Split between the Stone Age, Ancient Rome, and “modern times”, each of the stories follows a similar pattern. Keaton, his alter ego already well-formed here, pursues the affections of a great beauty () only to find his efforts thwarted by a burly bully (). Looked down upon for his smaller frame, inevitable clumsiness, and, most particularly, lower socioeconomic standing (one scene in the modern era sees the two men compare chequebooks, Beery pulls out a pristine book that reads “First Bank” versus Keaton's dog-eared “Last Bank”), Keaton perseveres nevertheless, and, *spoilers*, in the end he wins her affections, a love found again and again across time. Roll credits.

What makes Three Ages so watchable all these decades later is Keaton's presence as a performer, and his eye for clever visual comedy. Forever willing to make himself not only the butt of the joke, but its primary instigator, Three Ages features a few of Keaton's most well-known set pieces, such as a mismatched chariot race in which Keaton races Beery's gallant horses with a pack of dogs, even pausing mid-race to pull out a spare tire (read: dog) mid-race. Perhaps most famous of these is Keaton's unsuccessful leap between two city blocks, which ends with him falling through a series of awnings before pole vaulting through a window on an especially sturdy drainpipe, a stunt that was adjusted after Keaton failed to make the jump on the first try.

It bears saying that Three Ages lacks the wonderfully balanced physical poetry of Keaton's best works. As his first feature, the film was purposefully developed in such a way that each of the three ages could be cut and sliced into shorts should it be necessary, and structurally it shows somewhat—though the parallels drawn between each timeless romance does lend the piece a cohesive throughline. Likewise, the time between killer gags is felt at points, lacking the propulsive and precise idiocy that has since come to define his oeuvre. The magic found here is in watching a great still honing his rhythms on a larger canvas, toying with small-scale prop work right before launching into elaborate farce.

As for the restoration work, the Cohen Film Collection has truly worked magic. Certain sections are still severely damaged, but they're never worse than legible, and the rest sparkles with a quality that belies its age.
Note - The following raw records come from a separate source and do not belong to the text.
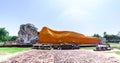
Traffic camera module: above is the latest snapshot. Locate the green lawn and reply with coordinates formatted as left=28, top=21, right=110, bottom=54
left=80, top=46, right=96, bottom=50
left=115, top=51, right=120, bottom=55
left=0, top=42, right=4, bottom=45
left=0, top=47, right=31, bottom=53
left=109, top=43, right=120, bottom=50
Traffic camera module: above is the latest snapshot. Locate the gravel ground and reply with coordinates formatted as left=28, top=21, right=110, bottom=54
left=2, top=49, right=120, bottom=63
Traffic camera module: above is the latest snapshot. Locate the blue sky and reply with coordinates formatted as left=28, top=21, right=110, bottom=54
left=0, top=0, right=120, bottom=35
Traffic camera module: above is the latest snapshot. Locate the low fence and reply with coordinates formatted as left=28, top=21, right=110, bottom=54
left=0, top=41, right=32, bottom=47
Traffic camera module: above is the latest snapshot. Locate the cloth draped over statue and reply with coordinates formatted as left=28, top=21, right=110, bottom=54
left=39, top=27, right=100, bottom=44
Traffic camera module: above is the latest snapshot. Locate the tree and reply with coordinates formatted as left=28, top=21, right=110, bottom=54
left=9, top=36, right=18, bottom=41
left=93, top=34, right=101, bottom=38
left=0, top=28, right=9, bottom=41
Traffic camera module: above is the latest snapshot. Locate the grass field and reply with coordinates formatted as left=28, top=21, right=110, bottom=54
left=0, top=42, right=4, bottom=45
left=109, top=43, right=120, bottom=50
left=0, top=47, right=31, bottom=54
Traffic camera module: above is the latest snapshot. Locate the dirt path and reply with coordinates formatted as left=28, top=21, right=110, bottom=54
left=2, top=49, right=120, bottom=63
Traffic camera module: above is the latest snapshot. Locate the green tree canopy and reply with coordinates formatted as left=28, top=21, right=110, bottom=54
left=0, top=28, right=9, bottom=41
left=9, top=36, right=18, bottom=41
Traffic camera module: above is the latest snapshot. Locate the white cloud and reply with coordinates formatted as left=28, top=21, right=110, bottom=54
left=58, top=7, right=90, bottom=21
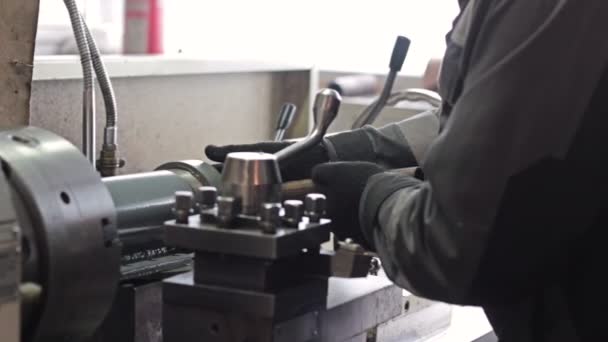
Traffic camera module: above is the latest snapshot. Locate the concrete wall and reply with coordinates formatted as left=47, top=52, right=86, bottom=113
left=30, top=70, right=311, bottom=173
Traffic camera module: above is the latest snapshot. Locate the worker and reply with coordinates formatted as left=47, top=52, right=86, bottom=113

Specifically, the medium close-ups—notably, a shot of Keaton's caveman bride being dragged by her hair in marital bliss—remain gorgeous, a credit to the Cohen Film Collection and Keaton and his co-director Edward F. Kline in equal measure. Another age on from its release, Three Ages remains an often spectacular work, and one you suspect whose influence will be felt for aeons to come.

Special Features

  • Limited Edition Slipcase [2000 Copies]
  • 1080p presentation on Blu-ray from a new restoration by the Cohen Film Collection
  • Reconstructed original intertitles
  • Brand new audio commentary by film historian and writer David Kalat
  • This Side of Impossible – brand new video essay by David Cairns
  • Under the Flat Hat – brand new video essay by Fiona Watson
  • The Six Ages of Comedy – brand new featurette based on an essay by Keaton
  • Brand new interview with Ian Lavender
  • Man's Genesis – 1912 short by D.W. Griffith that is parodied in Three Ages
  • Video essay on the film's locations by John Bengtson
  • Archival recordings of Keaton
  • A collectors booklet featuring new writing by Philip Kemp and Imogen Sara Smith

The Eureka edition of Three Ages arrives in the UK on Blu-ray on August 21st.